Em decisão histórica, Supremo decide que réus condenados em segunda
instância podem ser detidos enquanto recorrem a tribunais superiores
Sob os ecos da Operação Lava-Jato, o plenário do
Supremo Tribunal Federal (STF) tomou uma decisão histórica ontem. Por sete
votos a quatro, os ministros decidiram que réus condenados em segunda instância
podem ficar presos enquanto recorrem às Cortes superiores. A medida representa
uma “guinada” a um direito mais repressivo às organizações criminosas, mas
também mais limitador do direito de defesa dos acusados. Em 2009, num outro
julgamento considerado histórico, o Supremo tomou decisão inversa. Agora, com
mudança em sua composição, atende a um projeto de lei patrocinado pela
Associação dos Juízes Federais (Ajufe), pelo ex-ministro do STF Cézar Peluso e,
de certa forma, às “10 medidas” anticorrupção propostas pelo Ministério
Público.
Não se sabe ao certo quantas pessoas serão
atingidas pela decisão, um cálculo que o Conselho Nacional de Justiça (CNJ)
tenta concluir até o ano que vem. Lewandowski, contrário à medida, afirma que
vai aumentar o número de presos provisórios no país. Hoje, eles são 191 mil,
43% do 446 mil detidos no país.
O juiz da Lava-Jato no Paraná, Sérgio Moro,
comemorou a decisão de ontem. “O Supremo, com respeito à minoria vencida,
fechou uma das janelas da impunidade no processo penal brasileiro”, disse ele
ao Correio. Ele destacou que as garantias dos réus não estão sendo minimizadas.
“Não há violação da presunção de inocências pois a prisão opera após o
julgamento, com a consideração de todas as provas, e ainda por um Tribunal de
Apelação. Reinsere a prática jurídica brasileira nos parâmetros internacionais
sobre a matéria. O Supremo só merece elogios.”

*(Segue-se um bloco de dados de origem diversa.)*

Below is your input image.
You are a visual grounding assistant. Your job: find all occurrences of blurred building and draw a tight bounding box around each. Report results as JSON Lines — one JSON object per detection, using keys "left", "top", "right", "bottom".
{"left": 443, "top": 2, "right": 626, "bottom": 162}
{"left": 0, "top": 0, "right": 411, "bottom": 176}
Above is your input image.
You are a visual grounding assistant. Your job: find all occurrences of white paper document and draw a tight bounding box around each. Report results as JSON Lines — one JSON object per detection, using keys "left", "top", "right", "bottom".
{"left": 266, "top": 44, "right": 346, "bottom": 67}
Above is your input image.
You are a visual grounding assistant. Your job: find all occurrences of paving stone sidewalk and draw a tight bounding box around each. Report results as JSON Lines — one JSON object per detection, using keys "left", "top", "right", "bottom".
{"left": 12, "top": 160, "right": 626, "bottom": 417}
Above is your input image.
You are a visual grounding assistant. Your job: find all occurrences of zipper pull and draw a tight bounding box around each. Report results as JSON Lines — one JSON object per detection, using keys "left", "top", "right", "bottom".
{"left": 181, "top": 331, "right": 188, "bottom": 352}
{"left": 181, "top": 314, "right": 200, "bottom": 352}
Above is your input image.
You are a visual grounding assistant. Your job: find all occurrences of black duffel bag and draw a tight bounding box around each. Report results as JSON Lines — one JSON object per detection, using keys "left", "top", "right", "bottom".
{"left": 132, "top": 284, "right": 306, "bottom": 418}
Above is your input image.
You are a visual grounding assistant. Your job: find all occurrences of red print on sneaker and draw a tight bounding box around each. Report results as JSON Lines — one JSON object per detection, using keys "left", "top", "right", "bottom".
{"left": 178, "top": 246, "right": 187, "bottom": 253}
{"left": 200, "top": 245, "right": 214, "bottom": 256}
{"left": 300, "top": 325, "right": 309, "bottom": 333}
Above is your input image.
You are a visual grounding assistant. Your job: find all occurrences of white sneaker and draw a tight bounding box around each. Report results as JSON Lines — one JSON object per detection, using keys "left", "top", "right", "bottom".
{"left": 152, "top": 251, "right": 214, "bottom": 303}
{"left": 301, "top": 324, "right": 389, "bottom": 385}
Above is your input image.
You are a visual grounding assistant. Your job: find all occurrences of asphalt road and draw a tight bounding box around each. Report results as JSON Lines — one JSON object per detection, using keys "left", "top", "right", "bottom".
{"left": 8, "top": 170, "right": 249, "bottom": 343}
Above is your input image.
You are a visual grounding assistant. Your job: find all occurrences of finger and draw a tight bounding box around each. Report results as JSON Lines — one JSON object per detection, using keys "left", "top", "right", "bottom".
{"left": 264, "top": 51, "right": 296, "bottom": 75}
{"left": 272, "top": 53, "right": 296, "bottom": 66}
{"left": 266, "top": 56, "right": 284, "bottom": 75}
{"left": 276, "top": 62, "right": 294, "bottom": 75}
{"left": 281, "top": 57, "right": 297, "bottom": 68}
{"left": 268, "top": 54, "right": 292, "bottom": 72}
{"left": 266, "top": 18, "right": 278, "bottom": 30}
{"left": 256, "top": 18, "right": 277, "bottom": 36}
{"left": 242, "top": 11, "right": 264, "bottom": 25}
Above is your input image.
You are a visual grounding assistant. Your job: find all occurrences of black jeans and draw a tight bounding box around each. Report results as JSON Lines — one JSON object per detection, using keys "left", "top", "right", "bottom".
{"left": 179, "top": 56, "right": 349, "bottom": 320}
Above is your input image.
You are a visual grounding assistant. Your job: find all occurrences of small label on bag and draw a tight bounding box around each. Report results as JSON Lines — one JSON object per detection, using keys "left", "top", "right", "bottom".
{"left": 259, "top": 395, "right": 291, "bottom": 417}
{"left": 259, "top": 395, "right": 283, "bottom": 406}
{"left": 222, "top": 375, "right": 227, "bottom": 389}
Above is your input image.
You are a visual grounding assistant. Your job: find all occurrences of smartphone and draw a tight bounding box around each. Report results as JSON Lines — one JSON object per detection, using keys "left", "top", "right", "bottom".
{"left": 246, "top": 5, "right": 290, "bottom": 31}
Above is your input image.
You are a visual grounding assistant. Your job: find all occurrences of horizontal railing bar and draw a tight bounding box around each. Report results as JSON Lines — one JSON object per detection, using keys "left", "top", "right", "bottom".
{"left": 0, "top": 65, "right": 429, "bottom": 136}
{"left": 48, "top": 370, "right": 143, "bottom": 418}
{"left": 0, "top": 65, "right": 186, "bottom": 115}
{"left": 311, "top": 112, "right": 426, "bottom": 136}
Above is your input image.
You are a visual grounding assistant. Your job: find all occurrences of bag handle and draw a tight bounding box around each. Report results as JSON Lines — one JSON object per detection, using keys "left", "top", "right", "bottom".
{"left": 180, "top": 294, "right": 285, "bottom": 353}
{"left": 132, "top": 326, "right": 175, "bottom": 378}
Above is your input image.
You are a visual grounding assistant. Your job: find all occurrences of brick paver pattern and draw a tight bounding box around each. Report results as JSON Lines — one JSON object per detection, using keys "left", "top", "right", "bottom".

O relator foi Teori Zavascki, para quem a prisão
imediata após condenação em segunda instância não ofende o princípio da
presunção da inocência. Votaram com ele Edson Fachin, Roberto Barroso, Luiz
Fux, Dias Toffoli, Cármen Lúcia e Gilmar Mendes. Em 2009, o STF definiu que só
cabia prisão após o chamado “trânsito em julgado”, o término completo do
processo, no Supremo, quando não cabe mais nenhum recurso. Ontem, foram
derrotados os ministros Ricardo Lewandowski, Marco Aurélio, Rosa Weber e Celso
de Mello.
Fux afirmou que “ninguém consegue entender” a
situação brasileira: “O cidadão tem a denúncia recebida, é condenado em
primeiro grau, é condenado no juízo da acusação, é condenado no STJ (Superior
Tribunal de Justiça) e ingressa presumidamente inocente no Supremo”.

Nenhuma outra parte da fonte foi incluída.